子宮頸がん.膵臓がん.大腸がん.乳がん.肺がんなどでも上昇することが見られる。 基準範囲(35U/ml)
注意:妊娠.子宮筋腫.膵炎.肝硬変などの良性疾患では.CA125がある程度上昇することがあります。
CA211:非小細胞肺がん。 基準範囲(5ng/ml)
また.食道.喉頭蓋.子宮頸部.皮膚のがんでも上昇することがある。
注意:CA211は.特定の良性疾患でもわずかに上昇することがあります。
CA724:消化器系腫瘍.肺がんなど。 基準範囲(18.6ng/ml)
注:健常者や良性の消化器系疾患でもわずかに上昇することがあります。
NSE:小細胞肺がん.神経芽細胞腫など。 基準範囲(25ng/ml)
注:検体溶血.脳梗塞.脳損傷などでNSEが上昇することがあります。
SCC:肺扁平上皮がん.子宮頸がん.食道がん.膀胱がんなどを含む扁平上皮がん。 基準範囲(1.5ng/ml)

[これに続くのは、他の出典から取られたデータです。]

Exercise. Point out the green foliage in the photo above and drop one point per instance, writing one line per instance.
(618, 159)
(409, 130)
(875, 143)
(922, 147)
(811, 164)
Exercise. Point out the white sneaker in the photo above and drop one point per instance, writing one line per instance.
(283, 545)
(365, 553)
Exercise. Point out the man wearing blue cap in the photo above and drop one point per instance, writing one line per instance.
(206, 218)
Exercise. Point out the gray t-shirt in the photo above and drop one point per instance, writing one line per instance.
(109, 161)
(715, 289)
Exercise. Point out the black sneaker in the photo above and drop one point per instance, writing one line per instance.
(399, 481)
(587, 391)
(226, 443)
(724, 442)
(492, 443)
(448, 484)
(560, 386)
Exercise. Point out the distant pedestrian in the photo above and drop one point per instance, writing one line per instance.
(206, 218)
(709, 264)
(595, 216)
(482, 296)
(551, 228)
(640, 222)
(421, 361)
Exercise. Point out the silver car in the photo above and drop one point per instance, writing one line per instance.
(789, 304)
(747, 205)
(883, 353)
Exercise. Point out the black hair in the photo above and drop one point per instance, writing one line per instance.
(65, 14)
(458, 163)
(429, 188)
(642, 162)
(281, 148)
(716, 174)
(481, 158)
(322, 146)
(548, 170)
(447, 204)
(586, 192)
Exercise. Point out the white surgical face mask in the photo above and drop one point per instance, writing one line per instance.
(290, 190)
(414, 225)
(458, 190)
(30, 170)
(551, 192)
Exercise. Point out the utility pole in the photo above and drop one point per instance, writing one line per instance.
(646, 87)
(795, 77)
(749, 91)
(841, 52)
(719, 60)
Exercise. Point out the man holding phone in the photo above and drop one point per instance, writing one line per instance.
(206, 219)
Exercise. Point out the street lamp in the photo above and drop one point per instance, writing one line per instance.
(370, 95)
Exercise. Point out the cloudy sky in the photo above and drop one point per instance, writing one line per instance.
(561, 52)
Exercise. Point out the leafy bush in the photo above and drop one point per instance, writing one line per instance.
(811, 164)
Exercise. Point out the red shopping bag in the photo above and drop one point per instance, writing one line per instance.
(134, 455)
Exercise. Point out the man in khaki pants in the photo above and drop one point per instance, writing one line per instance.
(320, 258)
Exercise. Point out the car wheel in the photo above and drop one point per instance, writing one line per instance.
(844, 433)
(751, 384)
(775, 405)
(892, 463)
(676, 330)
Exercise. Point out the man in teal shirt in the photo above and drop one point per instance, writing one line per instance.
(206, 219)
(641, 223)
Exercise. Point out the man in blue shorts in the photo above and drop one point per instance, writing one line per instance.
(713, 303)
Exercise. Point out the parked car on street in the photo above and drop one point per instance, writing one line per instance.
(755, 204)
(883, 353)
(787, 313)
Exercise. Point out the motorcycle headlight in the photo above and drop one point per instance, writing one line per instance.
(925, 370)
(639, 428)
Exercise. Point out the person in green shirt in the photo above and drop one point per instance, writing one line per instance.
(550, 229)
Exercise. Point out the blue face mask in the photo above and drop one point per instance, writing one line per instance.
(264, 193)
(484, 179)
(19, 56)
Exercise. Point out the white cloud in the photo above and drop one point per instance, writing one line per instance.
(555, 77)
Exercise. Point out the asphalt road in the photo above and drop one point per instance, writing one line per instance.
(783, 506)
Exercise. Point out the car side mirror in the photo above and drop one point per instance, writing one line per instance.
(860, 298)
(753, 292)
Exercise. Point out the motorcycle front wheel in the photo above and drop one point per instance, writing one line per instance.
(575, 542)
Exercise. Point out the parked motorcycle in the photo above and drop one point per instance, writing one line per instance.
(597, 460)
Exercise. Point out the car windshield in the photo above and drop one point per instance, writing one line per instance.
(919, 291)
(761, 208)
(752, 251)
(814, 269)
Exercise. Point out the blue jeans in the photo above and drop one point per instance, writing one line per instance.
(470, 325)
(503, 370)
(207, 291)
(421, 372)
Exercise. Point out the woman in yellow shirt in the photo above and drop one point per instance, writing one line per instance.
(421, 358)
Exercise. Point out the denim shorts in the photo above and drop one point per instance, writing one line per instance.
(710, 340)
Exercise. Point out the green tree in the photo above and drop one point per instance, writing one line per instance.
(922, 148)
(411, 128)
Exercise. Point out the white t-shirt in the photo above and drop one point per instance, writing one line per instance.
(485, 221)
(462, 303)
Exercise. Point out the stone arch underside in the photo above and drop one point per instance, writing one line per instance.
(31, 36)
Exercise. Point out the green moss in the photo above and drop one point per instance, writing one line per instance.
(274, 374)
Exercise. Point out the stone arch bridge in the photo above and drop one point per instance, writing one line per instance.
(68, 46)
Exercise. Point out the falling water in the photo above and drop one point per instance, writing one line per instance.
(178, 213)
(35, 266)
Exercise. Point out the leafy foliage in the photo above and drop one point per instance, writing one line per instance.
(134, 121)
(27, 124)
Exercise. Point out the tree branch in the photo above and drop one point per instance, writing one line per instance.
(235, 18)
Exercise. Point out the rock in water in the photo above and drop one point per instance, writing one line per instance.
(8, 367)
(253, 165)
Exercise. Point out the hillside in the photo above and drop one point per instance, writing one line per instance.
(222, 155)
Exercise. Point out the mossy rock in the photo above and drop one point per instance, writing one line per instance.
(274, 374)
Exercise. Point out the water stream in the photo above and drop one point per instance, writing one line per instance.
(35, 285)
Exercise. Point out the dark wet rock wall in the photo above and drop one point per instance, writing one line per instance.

注意:汗.唾液.婦人科良性疾患などで汚染された検体では.SCCがわずかに上昇します。
CA242:膵臓がん.消化器腫瘍.卵巣がん.子宮がん.肺がんなど。 基準範囲(20U/ml)
注:大腸.胃.肝臓.膵臓.胆道の良性疾患の陽性率は5%~33%になることがあります。
CA153:乳がん.子宮内膜がん.肺がんなどでも上昇することがあります。 基準範囲(30U/ml)
注:良性乳腺症や卵巣疾患でも陽性率があります。
B-HCG:絨毛腫瘍.絨毛がん.精巣腫瘍など。 基準範囲(5mIU/ml)
ただし.乳がんなどでも上昇することがあります。
注:正常妊娠.子宮外妊娠.子癇前症.肝硬変では本指標が上昇する場合があります。
T-PSA:前立腺がん。 基準範囲(4ng/ml)
注:前立腺炎.前立腺肥大症.前立腺マッサージや穿刺.直腸鏡検査.カテーテル治療後などでPSAが上昇することがあります。
F-PSA:前立腺がん。 基準範囲(1ng/ml)
注:F-PSA/T-PSAの比は前立腺がんの鑑別診断に関連します。
*注:すべての基準範囲の信頼区間は95%です。